Instruction Set Extensions
For efficient execution we have defined a number of custom instructions. This document gives a brief overview of their encoding.
"Xssr" Extension for Stream Semantic Registers
The "Xssr" extension assigns stream semantics to a handful of the processor's registers. If enabled, reading and writing these registers translates into corresponding memory reads and writes. The addresses for these memory accesses are derived from a hardware address generator.
Configuration Register Operations
imm[11:4] | imm[4:0] | rs1 | funct3 | rd | opcode | operation |
---|---|---|---|---|---|---|
7 | 5 | 5 | 3 | 5 | 7 | |
reg | ssr | 00000 | 001 | dest | OP-CUSTOM1 | SCFGRI |
reg | ssr | value | 010 | 00000 | OP-CUSTOM1 | SCFGWI |
SCFGRI and SCFGWI read and write a value from or to an SSR configuration register. The immediate argument reg specifies the index of the register, ssr specifies which SSR should be accessed. SCFGRI places the read value in rd. SCFGWI moves the value in rs1 to the selected SSR configuration register.
funct7 | rs2 | rs1 | funct3 | rd | opcode | operation |
---|---|---|---|---|---|---|
7 | 5 | 5 | 3 | 5 | 7 | |
0000000 | addr | 00001 | 001 | dest | OP-CUSTOM1 | SCFGR |
0000000 | addr | value | 010 | 00001 | OP-CUSTOM1 | SCFGW |
SCFGR and SCFGW read and write a value from or to an SSR configuration register. The value in register rs2 specifies specifies the address of the register as follows: bits 4 to 0 correspond to ssr and indicate the SSR to be used, and the bits 11 to 4 correspond to reg and indicate the index of the register. SCFGR places the read value in rd. SCFGW moves the value in rs1 to the selected SSR configuration register.
"Xfrep" Extension for Floating-Point Repetition
"Xdma" Extension for Asynchronous Data Movement
The "Xdma" extension provides custom instructions to control an asynchronous data movement engine tightly coupled to the processor core.
Address Operations
funct7 | rs2 | rs1 | funct3 | rd | opcode | operation |
---|---|---|---|---|---|---|
7 | 5 | 5 | 3 | 5 | 7 | |
0000000 | ptrhi | ptrlo | 000 | 00000 | OP-CUSTOM1 | DMSRC |
0000001 | ptrhi | ptrlo | 000 | 00000 | OP-CUSTOM1 | DMDST |
DMSRC and DMDST specify the source and destination address pointers for the next data movement operation. The arguments ptrhi and ptrlo are truncated to 32-bit values, and concatenated to form a 64-bit value, and truncated to PLEN.
Stride Operations
funct7 | rs2 | rs1 | funct3 | rd | opcode | operation |
---|---|---|---|---|---|---|
7 | 5 | 5 | 3 | 5 | 7 | |
0000110 | dststrd | srcstrd | 000 | 00000 | OP-CUSTOM1 | DMSTR |
0000111 | 00000 | reps | 000 | 00000 | OP-CUSTOM1 | DMREP |
DMSTRD configures the stride for two-dimensional transfers. The value in registers rs1 and rs2 are sign-extended to PLEN and configured as the source and destination stride, respectively. After each transfer of the innermost dimension, the strides are added to the respective address pointers.

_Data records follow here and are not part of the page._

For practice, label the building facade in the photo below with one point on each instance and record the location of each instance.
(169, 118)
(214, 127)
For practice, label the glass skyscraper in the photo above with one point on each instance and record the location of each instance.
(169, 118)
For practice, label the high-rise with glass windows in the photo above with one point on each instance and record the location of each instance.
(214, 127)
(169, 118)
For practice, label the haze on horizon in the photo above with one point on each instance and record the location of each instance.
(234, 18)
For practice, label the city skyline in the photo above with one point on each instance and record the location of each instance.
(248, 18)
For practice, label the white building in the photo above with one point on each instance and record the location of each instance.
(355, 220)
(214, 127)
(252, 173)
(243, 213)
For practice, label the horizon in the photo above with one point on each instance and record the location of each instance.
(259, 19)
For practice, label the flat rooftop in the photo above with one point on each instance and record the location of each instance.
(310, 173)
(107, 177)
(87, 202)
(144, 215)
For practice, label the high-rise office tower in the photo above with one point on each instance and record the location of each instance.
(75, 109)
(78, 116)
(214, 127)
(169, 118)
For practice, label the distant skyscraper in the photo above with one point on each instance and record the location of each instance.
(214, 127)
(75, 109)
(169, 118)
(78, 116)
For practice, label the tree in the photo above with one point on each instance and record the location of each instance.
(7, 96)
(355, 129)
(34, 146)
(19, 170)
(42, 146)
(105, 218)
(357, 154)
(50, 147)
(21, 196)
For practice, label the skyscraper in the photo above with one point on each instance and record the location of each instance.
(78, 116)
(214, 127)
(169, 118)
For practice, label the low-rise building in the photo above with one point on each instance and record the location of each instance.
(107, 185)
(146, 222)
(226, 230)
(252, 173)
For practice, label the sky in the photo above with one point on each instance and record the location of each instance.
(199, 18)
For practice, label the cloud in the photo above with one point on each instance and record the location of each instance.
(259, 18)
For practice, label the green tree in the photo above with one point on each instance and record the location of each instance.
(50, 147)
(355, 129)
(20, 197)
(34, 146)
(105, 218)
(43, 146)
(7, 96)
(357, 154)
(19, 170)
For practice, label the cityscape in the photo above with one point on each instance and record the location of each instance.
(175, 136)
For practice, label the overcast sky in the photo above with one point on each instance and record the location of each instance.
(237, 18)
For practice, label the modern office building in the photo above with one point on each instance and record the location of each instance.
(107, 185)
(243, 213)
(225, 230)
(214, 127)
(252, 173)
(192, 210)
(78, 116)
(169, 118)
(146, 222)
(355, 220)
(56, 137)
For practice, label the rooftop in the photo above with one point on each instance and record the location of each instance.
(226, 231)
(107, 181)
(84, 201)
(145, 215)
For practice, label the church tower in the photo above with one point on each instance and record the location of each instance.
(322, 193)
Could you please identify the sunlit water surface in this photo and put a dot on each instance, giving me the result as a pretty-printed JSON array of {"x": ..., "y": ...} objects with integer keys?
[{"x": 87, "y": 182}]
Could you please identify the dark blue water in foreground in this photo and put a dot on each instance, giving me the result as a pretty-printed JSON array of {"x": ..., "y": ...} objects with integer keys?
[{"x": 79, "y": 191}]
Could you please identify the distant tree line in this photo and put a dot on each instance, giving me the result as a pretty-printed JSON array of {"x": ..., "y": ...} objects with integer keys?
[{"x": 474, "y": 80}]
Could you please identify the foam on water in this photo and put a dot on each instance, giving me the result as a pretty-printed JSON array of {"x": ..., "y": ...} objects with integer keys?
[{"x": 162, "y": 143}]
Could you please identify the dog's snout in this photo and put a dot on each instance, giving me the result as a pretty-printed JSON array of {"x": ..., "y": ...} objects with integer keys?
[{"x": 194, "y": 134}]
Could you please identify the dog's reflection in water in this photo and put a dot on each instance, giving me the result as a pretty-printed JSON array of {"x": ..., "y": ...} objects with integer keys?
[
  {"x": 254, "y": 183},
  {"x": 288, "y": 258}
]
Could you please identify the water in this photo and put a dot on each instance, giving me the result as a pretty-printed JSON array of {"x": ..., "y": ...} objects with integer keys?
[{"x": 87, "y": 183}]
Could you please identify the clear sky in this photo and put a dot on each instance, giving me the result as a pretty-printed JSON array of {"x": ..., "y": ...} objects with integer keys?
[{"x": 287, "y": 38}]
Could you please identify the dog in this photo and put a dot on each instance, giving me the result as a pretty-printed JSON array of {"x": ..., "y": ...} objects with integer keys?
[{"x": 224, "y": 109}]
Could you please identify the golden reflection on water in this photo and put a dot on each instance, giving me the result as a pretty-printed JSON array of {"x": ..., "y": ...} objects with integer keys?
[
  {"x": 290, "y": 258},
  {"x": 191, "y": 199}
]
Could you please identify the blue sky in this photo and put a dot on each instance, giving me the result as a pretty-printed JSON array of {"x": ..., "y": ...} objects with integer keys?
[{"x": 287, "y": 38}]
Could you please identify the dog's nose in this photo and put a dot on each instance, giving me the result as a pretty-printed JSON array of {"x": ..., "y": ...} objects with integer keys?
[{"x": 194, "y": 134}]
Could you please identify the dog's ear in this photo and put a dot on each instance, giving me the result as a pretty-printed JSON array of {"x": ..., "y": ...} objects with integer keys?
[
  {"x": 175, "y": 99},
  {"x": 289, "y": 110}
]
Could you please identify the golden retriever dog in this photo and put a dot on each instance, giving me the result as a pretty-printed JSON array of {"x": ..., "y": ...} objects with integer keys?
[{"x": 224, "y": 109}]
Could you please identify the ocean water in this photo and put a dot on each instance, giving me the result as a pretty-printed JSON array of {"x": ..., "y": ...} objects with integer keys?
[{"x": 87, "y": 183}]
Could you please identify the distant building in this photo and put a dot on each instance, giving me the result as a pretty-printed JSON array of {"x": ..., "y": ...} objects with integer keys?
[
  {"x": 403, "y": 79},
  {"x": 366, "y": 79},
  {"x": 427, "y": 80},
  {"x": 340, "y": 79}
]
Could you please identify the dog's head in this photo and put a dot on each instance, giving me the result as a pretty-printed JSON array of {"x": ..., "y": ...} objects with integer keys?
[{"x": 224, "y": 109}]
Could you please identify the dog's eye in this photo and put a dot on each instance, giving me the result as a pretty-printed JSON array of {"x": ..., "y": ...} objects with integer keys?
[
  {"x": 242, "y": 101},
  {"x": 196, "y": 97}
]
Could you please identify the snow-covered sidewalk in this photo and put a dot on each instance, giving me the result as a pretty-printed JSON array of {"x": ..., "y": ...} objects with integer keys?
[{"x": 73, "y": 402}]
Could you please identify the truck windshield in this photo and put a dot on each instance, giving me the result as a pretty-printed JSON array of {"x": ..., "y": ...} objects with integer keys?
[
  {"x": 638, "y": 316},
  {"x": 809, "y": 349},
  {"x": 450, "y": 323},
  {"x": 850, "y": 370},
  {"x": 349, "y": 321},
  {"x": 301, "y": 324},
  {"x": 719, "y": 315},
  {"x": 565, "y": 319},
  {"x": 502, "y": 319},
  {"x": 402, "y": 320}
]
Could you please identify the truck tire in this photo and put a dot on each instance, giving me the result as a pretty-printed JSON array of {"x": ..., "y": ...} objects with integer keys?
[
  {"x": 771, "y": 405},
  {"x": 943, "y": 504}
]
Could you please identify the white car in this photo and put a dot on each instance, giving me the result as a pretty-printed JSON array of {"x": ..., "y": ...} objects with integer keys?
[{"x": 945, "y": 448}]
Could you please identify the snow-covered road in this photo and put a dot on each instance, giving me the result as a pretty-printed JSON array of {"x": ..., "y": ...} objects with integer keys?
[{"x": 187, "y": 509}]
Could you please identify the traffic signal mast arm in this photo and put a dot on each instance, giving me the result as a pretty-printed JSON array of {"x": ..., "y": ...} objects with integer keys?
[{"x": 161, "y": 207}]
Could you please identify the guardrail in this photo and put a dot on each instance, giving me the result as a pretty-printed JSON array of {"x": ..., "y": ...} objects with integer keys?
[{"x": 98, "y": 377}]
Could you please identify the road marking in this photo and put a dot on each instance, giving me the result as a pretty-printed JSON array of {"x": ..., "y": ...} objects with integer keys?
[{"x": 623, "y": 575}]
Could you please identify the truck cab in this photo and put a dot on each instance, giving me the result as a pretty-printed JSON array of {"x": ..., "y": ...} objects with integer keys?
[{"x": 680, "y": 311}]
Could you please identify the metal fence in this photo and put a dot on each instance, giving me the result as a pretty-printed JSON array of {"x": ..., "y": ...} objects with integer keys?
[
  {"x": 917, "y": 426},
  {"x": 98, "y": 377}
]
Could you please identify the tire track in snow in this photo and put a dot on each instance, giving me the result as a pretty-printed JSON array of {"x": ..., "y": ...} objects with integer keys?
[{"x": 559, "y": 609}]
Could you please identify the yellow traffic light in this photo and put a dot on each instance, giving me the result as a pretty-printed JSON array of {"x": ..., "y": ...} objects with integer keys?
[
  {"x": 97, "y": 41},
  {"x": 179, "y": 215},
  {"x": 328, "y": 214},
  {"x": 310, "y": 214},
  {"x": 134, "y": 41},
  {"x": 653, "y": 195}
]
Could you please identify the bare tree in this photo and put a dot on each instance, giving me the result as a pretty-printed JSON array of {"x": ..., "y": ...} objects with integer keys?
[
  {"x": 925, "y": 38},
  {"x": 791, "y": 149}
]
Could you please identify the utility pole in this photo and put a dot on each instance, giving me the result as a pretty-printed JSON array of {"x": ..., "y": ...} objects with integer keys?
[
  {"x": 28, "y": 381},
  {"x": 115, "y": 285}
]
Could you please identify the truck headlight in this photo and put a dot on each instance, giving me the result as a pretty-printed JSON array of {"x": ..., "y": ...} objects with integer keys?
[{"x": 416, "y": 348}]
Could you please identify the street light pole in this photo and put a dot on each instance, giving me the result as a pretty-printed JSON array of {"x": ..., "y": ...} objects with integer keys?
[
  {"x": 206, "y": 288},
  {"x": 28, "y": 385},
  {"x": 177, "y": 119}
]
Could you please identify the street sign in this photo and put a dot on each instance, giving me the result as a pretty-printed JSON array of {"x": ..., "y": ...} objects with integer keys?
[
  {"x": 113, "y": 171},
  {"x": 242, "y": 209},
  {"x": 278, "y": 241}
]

DMREPS configures the value in register rs1 as the size of the outer dimension for two-dimensional transfers.
Control Operations
funct7 | rs2 | rs1 | funct3 | rd | opcode | operation |
---|---|---|---|---|---|---|
7 | 5 | 5 | 3 | 5 | 7 | |
0000011 | config | size | 000 | dest | OP-CUSTOM1 | DMCPY |
0000101 | status | 00000 | 000 | dest | OP-CUSTOM1 | DMSTAT |
funct7 | imm5 | rs1 | funct3 | rd | opcode | operation |
---|---|---|---|---|---|---|
7 | 5 | 5 | 3 | 5 | 7 | |
0000010 | config | size | 000 | dest | OP-CUSTOM1 | DMCPYI |
0000100 | status | 00000 | 000 | dest | OP-CUSTOM1 | DMSTATI |
DMCPY and DMCPYI initiate an asynchronous data movement with the parameters configured by the previous DM instructions. A transfer id is placed in register rd, which is necessary to later check for transfer completion. size contains the number of consecutive bytes to transfer. For multi-dimensional transfers this is the size of the innermost dimension. config* determines the following parameters of the transfer:
Bits | Value | Description |
---|---|---|
config[0] | decouple_rw | Decouple the handshakes of the read and write channels |
config[1] | enable_2d | Enable two-dimensional transfer |
DMSTAT and DMSTATI place the selected status flag of the DMA into register rd. The following status flags are supported:
status | Name | Description |
---|---|---|
0 | completed_id | Id of last completed transfer |
1 | next_id | Id allocated to the next transfer |
2 | busy | At least one transfer in progress |
3 | would_block | Next DMCPY[I] blocks (transfer queue full) |
The DMSTATI instruction can be used to implement a blocking wait for the completion of a specific DMA transfer:
dmcpyi a0, ...
1: dmstati t0, 0
bltu a0, t0, 1b
Similarly, waiting for the completion of all DMA transfers:
1: dmstati t0, 2
bnez t0, zero, 1b